Sin embargo, si lo hubiera hecho, ¡cuán diferente hubiese sido el curso de los acontecimientos! Indudablemente, la historia de Burton Blair era una de las más extrañas y románticas que había sido dado a un hombre referir, y las extrañas circunstancias que ocurrieron después de su muerte, fueron, ciertamente, más notables y enigmáticas aún. Todo el asunto, desde el principio hasta el fin, era un enigma completo.

Más tarde, cuando Mabel se hubo tranquilizado algo más, concluimos nuestro trabajo de investigación, pero descubrimos muy poca cosa de interés fuera de varias cartas en italiano, sin fecha ni firma, a pesar de que eran, evidentemente, de puño y letra de Dick Dawson, el amigo... o enemigo, del millonario. Leyéndolas, encontré que era la correspondencia de una relación íntima, que participaba de la fortuna de Blair y le ayudaba secretamente en la adquisición de sus riquezas. Se mencionaba mucho en ellas «el secreto», y descubrí también repetidas advertencias sobre que no debía revelar nada del particular a Reginaldo ni a mí.

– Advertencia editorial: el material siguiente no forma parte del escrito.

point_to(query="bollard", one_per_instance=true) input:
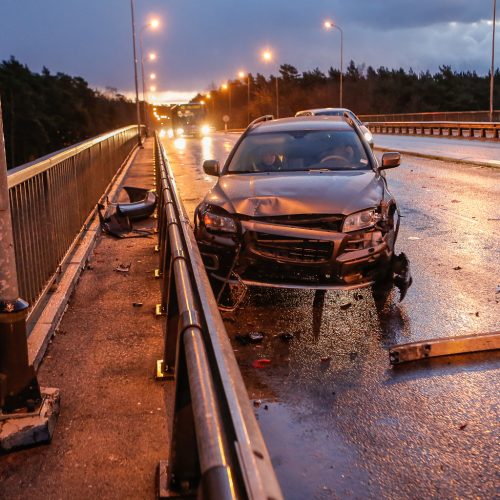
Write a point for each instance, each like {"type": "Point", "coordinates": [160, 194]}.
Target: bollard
{"type": "Point", "coordinates": [19, 389]}
{"type": "Point", "coordinates": [27, 416]}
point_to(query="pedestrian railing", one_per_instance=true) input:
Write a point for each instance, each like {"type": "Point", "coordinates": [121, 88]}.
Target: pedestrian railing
{"type": "Point", "coordinates": [51, 199]}
{"type": "Point", "coordinates": [217, 449]}
{"type": "Point", "coordinates": [470, 130]}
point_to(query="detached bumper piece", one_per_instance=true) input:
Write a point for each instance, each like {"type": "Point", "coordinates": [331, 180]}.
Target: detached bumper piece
{"type": "Point", "coordinates": [446, 346]}
{"type": "Point", "coordinates": [119, 223]}
{"type": "Point", "coordinates": [142, 204]}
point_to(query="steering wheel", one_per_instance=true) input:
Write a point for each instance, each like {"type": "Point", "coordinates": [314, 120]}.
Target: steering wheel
{"type": "Point", "coordinates": [334, 158]}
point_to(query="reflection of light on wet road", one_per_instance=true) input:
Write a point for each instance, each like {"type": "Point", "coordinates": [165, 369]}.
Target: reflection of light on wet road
{"type": "Point", "coordinates": [207, 149]}
{"type": "Point", "coordinates": [180, 144]}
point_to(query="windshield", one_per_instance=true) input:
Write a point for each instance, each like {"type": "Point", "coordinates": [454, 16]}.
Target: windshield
{"type": "Point", "coordinates": [301, 150]}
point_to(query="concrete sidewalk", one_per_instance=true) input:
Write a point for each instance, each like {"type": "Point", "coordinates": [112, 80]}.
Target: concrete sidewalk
{"type": "Point", "coordinates": [112, 430]}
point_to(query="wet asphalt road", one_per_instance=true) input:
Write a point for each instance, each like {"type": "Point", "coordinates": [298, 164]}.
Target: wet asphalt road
{"type": "Point", "coordinates": [338, 420]}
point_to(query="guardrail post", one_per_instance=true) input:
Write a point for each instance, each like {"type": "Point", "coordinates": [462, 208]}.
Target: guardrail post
{"type": "Point", "coordinates": [20, 394]}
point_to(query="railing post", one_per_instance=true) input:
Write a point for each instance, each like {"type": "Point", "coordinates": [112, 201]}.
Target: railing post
{"type": "Point", "coordinates": [19, 390]}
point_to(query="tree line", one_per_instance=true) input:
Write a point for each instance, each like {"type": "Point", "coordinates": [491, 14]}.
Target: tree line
{"type": "Point", "coordinates": [365, 90]}
{"type": "Point", "coordinates": [44, 112]}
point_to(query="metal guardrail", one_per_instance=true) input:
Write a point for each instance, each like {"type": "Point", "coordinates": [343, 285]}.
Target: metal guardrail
{"type": "Point", "coordinates": [50, 200]}
{"type": "Point", "coordinates": [439, 116]}
{"type": "Point", "coordinates": [470, 130]}
{"type": "Point", "coordinates": [217, 449]}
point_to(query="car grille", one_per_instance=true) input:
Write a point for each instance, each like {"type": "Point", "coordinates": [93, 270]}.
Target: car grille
{"type": "Point", "coordinates": [293, 249]}
{"type": "Point", "coordinates": [322, 222]}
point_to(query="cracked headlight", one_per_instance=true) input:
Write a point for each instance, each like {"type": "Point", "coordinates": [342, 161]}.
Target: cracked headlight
{"type": "Point", "coordinates": [216, 222]}
{"type": "Point", "coordinates": [360, 220]}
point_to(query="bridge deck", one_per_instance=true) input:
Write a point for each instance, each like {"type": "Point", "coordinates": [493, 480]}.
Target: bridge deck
{"type": "Point", "coordinates": [112, 430]}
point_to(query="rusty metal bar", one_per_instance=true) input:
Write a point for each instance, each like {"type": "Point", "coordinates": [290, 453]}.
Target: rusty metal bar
{"type": "Point", "coordinates": [446, 346]}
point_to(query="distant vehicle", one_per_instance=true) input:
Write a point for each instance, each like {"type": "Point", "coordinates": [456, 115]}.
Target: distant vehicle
{"type": "Point", "coordinates": [189, 120]}
{"type": "Point", "coordinates": [302, 203]}
{"type": "Point", "coordinates": [339, 112]}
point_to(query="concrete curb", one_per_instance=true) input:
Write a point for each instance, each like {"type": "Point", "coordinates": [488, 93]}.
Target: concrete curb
{"type": "Point", "coordinates": [49, 320]}
{"type": "Point", "coordinates": [477, 163]}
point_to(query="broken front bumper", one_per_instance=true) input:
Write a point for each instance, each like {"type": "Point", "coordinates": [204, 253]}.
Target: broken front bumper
{"type": "Point", "coordinates": [275, 255]}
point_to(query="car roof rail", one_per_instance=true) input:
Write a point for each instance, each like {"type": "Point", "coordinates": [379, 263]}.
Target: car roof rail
{"type": "Point", "coordinates": [264, 118]}
{"type": "Point", "coordinates": [349, 120]}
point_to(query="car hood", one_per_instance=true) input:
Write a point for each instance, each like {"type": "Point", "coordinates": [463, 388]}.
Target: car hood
{"type": "Point", "coordinates": [293, 194]}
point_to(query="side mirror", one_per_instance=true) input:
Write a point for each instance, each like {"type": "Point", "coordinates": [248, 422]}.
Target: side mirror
{"type": "Point", "coordinates": [211, 167]}
{"type": "Point", "coordinates": [390, 160]}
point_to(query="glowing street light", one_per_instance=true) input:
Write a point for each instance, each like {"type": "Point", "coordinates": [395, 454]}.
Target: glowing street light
{"type": "Point", "coordinates": [492, 74]}
{"type": "Point", "coordinates": [227, 86]}
{"type": "Point", "coordinates": [241, 75]}
{"type": "Point", "coordinates": [153, 24]}
{"type": "Point", "coordinates": [267, 56]}
{"type": "Point", "coordinates": [135, 75]}
{"type": "Point", "coordinates": [329, 25]}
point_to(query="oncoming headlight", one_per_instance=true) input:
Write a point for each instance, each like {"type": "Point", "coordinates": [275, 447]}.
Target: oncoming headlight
{"type": "Point", "coordinates": [217, 222]}
{"type": "Point", "coordinates": [360, 220]}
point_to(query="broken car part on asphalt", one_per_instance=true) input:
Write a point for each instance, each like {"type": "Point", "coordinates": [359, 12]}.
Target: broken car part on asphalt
{"type": "Point", "coordinates": [445, 346]}
{"type": "Point", "coordinates": [119, 223]}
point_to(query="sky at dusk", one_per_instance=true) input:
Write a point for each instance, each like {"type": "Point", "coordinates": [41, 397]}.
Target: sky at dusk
{"type": "Point", "coordinates": [205, 41]}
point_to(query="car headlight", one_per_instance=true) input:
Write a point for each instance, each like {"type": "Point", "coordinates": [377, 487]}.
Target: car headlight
{"type": "Point", "coordinates": [217, 222]}
{"type": "Point", "coordinates": [360, 220]}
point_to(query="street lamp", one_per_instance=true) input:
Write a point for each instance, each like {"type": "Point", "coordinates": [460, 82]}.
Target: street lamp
{"type": "Point", "coordinates": [241, 75]}
{"type": "Point", "coordinates": [153, 24]}
{"type": "Point", "coordinates": [329, 25]}
{"type": "Point", "coordinates": [267, 56]}
{"type": "Point", "coordinates": [135, 76]}
{"type": "Point", "coordinates": [492, 77]}
{"type": "Point", "coordinates": [227, 86]}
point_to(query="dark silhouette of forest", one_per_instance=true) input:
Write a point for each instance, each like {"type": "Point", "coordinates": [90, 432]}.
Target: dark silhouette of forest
{"type": "Point", "coordinates": [365, 90]}
{"type": "Point", "coordinates": [43, 113]}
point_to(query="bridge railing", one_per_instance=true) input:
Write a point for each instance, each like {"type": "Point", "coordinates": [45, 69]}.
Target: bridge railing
{"type": "Point", "coordinates": [469, 130]}
{"type": "Point", "coordinates": [51, 199]}
{"type": "Point", "coordinates": [217, 449]}
{"type": "Point", "coordinates": [456, 116]}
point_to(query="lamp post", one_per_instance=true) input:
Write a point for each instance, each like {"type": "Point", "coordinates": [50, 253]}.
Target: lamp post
{"type": "Point", "coordinates": [267, 56]}
{"type": "Point", "coordinates": [492, 73]}
{"type": "Point", "coordinates": [329, 25]}
{"type": "Point", "coordinates": [153, 24]}
{"type": "Point", "coordinates": [241, 75]}
{"type": "Point", "coordinates": [135, 76]}
{"type": "Point", "coordinates": [227, 86]}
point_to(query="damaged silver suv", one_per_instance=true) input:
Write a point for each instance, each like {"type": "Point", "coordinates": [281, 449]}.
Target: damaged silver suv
{"type": "Point", "coordinates": [301, 203]}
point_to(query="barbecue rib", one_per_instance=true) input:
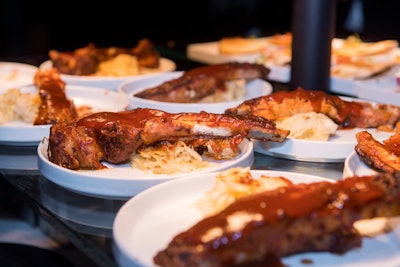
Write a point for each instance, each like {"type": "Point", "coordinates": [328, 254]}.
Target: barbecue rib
{"type": "Point", "coordinates": [292, 219]}
{"type": "Point", "coordinates": [347, 114]}
{"type": "Point", "coordinates": [55, 106]}
{"type": "Point", "coordinates": [114, 137]}
{"type": "Point", "coordinates": [377, 155]}
{"type": "Point", "coordinates": [85, 60]}
{"type": "Point", "coordinates": [201, 82]}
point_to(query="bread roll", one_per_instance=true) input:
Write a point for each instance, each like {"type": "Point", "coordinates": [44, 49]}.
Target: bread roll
{"type": "Point", "coordinates": [241, 45]}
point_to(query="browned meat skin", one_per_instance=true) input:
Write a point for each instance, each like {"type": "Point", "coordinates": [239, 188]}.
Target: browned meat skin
{"type": "Point", "coordinates": [55, 106]}
{"type": "Point", "coordinates": [198, 83]}
{"type": "Point", "coordinates": [294, 219]}
{"type": "Point", "coordinates": [114, 137]}
{"type": "Point", "coordinates": [347, 114]}
{"type": "Point", "coordinates": [84, 61]}
{"type": "Point", "coordinates": [375, 154]}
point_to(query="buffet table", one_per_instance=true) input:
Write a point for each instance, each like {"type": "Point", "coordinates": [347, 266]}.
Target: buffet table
{"type": "Point", "coordinates": [86, 222]}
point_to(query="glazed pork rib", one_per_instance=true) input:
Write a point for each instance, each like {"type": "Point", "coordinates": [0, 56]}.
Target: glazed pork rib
{"type": "Point", "coordinates": [201, 82]}
{"type": "Point", "coordinates": [115, 137]}
{"type": "Point", "coordinates": [293, 219]}
{"type": "Point", "coordinates": [379, 156]}
{"type": "Point", "coordinates": [347, 114]}
{"type": "Point", "coordinates": [55, 106]}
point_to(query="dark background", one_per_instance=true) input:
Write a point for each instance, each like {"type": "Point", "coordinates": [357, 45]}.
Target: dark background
{"type": "Point", "coordinates": [29, 29]}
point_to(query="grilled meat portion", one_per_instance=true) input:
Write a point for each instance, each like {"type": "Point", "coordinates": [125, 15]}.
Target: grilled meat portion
{"type": "Point", "coordinates": [297, 218]}
{"type": "Point", "coordinates": [377, 155]}
{"type": "Point", "coordinates": [347, 114]}
{"type": "Point", "coordinates": [85, 60]}
{"type": "Point", "coordinates": [201, 82]}
{"type": "Point", "coordinates": [55, 106]}
{"type": "Point", "coordinates": [114, 137]}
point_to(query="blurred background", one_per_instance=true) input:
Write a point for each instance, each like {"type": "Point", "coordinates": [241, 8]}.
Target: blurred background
{"type": "Point", "coordinates": [29, 29]}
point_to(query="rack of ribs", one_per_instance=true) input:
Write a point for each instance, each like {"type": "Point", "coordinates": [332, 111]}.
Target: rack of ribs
{"type": "Point", "coordinates": [347, 114]}
{"type": "Point", "coordinates": [114, 136]}
{"type": "Point", "coordinates": [201, 82]}
{"type": "Point", "coordinates": [382, 157]}
{"type": "Point", "coordinates": [55, 106]}
{"type": "Point", "coordinates": [272, 224]}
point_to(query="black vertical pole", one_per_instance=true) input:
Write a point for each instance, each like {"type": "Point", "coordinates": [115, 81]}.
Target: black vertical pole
{"type": "Point", "coordinates": [313, 28]}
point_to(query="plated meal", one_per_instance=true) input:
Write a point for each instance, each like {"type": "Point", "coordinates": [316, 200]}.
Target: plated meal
{"type": "Point", "coordinates": [381, 156]}
{"type": "Point", "coordinates": [122, 181]}
{"type": "Point", "coordinates": [108, 67]}
{"type": "Point", "coordinates": [13, 74]}
{"type": "Point", "coordinates": [241, 232]}
{"type": "Point", "coordinates": [316, 138]}
{"type": "Point", "coordinates": [26, 113]}
{"type": "Point", "coordinates": [352, 58]}
{"type": "Point", "coordinates": [211, 88]}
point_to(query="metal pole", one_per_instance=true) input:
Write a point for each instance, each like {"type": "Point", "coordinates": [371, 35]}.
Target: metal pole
{"type": "Point", "coordinates": [313, 28]}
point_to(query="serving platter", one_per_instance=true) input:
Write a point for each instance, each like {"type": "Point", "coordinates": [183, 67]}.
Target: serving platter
{"type": "Point", "coordinates": [13, 75]}
{"type": "Point", "coordinates": [123, 181]}
{"type": "Point", "coordinates": [111, 82]}
{"type": "Point", "coordinates": [383, 90]}
{"type": "Point", "coordinates": [353, 166]}
{"type": "Point", "coordinates": [255, 88]}
{"type": "Point", "coordinates": [146, 223]}
{"type": "Point", "coordinates": [336, 149]}
{"type": "Point", "coordinates": [19, 133]}
{"type": "Point", "coordinates": [208, 53]}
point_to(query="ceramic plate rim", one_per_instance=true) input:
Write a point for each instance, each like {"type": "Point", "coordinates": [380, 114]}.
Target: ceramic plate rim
{"type": "Point", "coordinates": [32, 69]}
{"type": "Point", "coordinates": [127, 89]}
{"type": "Point", "coordinates": [42, 130]}
{"type": "Point", "coordinates": [148, 203]}
{"type": "Point", "coordinates": [47, 64]}
{"type": "Point", "coordinates": [115, 184]}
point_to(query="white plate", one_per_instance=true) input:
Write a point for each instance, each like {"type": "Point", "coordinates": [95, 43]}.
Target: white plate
{"type": "Point", "coordinates": [108, 82]}
{"type": "Point", "coordinates": [383, 90]}
{"type": "Point", "coordinates": [14, 74]}
{"type": "Point", "coordinates": [353, 166]}
{"type": "Point", "coordinates": [336, 149]}
{"type": "Point", "coordinates": [146, 223]}
{"type": "Point", "coordinates": [123, 181]}
{"type": "Point", "coordinates": [18, 133]}
{"type": "Point", "coordinates": [255, 88]}
{"type": "Point", "coordinates": [208, 53]}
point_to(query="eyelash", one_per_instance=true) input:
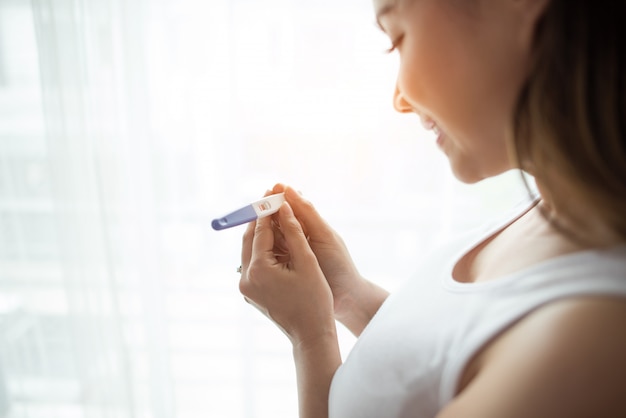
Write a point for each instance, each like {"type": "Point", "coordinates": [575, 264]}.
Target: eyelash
{"type": "Point", "coordinates": [394, 44]}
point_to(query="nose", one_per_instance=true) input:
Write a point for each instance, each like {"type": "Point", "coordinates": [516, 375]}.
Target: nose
{"type": "Point", "coordinates": [399, 103]}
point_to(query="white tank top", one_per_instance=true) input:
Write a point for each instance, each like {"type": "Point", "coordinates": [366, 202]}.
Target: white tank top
{"type": "Point", "coordinates": [409, 359]}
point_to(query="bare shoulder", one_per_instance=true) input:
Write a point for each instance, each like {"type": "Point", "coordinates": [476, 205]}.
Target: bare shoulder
{"type": "Point", "coordinates": [565, 359]}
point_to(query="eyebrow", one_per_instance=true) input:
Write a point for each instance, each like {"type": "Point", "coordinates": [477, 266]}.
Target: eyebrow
{"type": "Point", "coordinates": [383, 11]}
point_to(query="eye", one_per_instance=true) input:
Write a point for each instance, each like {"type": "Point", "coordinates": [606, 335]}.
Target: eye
{"type": "Point", "coordinates": [395, 44]}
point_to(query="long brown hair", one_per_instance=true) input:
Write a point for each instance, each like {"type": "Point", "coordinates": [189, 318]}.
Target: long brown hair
{"type": "Point", "coordinates": [571, 112]}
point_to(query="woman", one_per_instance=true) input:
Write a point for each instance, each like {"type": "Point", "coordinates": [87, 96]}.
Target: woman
{"type": "Point", "coordinates": [525, 319]}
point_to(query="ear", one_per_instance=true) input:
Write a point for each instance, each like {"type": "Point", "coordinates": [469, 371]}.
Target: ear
{"type": "Point", "coordinates": [529, 12]}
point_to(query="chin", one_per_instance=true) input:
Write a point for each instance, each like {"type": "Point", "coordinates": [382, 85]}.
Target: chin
{"type": "Point", "coordinates": [469, 175]}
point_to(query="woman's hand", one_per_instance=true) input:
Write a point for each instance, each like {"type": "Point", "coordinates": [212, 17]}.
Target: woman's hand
{"type": "Point", "coordinates": [356, 300]}
{"type": "Point", "coordinates": [282, 278]}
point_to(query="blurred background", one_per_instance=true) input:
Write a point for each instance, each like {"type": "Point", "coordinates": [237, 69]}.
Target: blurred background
{"type": "Point", "coordinates": [125, 127]}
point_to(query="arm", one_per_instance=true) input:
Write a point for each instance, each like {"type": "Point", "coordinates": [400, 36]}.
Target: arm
{"type": "Point", "coordinates": [565, 360]}
{"type": "Point", "coordinates": [356, 299]}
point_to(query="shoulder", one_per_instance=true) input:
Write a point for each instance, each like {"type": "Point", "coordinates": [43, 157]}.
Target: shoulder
{"type": "Point", "coordinates": [564, 359]}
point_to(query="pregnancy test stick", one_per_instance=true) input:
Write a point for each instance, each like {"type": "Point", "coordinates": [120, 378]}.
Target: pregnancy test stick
{"type": "Point", "coordinates": [259, 209]}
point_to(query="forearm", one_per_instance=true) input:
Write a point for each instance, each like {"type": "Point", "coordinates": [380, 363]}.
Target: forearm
{"type": "Point", "coordinates": [358, 307]}
{"type": "Point", "coordinates": [316, 363]}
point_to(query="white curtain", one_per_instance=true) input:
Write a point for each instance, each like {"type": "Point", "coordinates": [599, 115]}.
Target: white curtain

En una carta hallé este párrafo en italiano:

«Su hija se está transformando en una verdadera dama. Espero que algún día será condesa, o tal vez duquesa. Sé, por su parte, que Mabel, a su vez, está convirtiéndose en una muy linda joven; y pienso que usted debería, dados su posición y nombre, hacerle contraer un buen enlace. Pero conozco cuán anticuadas son sus ideas al respecto, pues es usted de los que creen que una mujer debe casarse sólo por amor.»

La lectura de estas cartas dejó impreso vívidamente en mí un hecho decisivo, y fue: que si el tal Dawson participaba secretamente de la fortuna de Blair, no tenía necesidad ciertamente de obtener su secreto por medios infames, puesto que lo conocía.

El reloj de la caballeriza dio las doce antes que Mabel llamara a la señora Gibbons, y el esposo de ésta viniese también en seguida, trayéndome un reconfortante whisky y un poco de agua caliente.

Mi pequeña y linda compañera me estrechó alegremente la mano, deseándome buenas noches, y después se retiró, acompañada por el ama de llaves, mientras Gibbons se quedó mezclando mi bebida.

—Triste cosa, señor, lo que le ha sucedido a nuestro pobre amo—se arriesgó a decir el bien enseñado servidor, que toda su vida la había pasado al servicio de los anteriores propietarios.—Me temo que la pobre y joven señorita sienta demasiado el peso de su desgracia.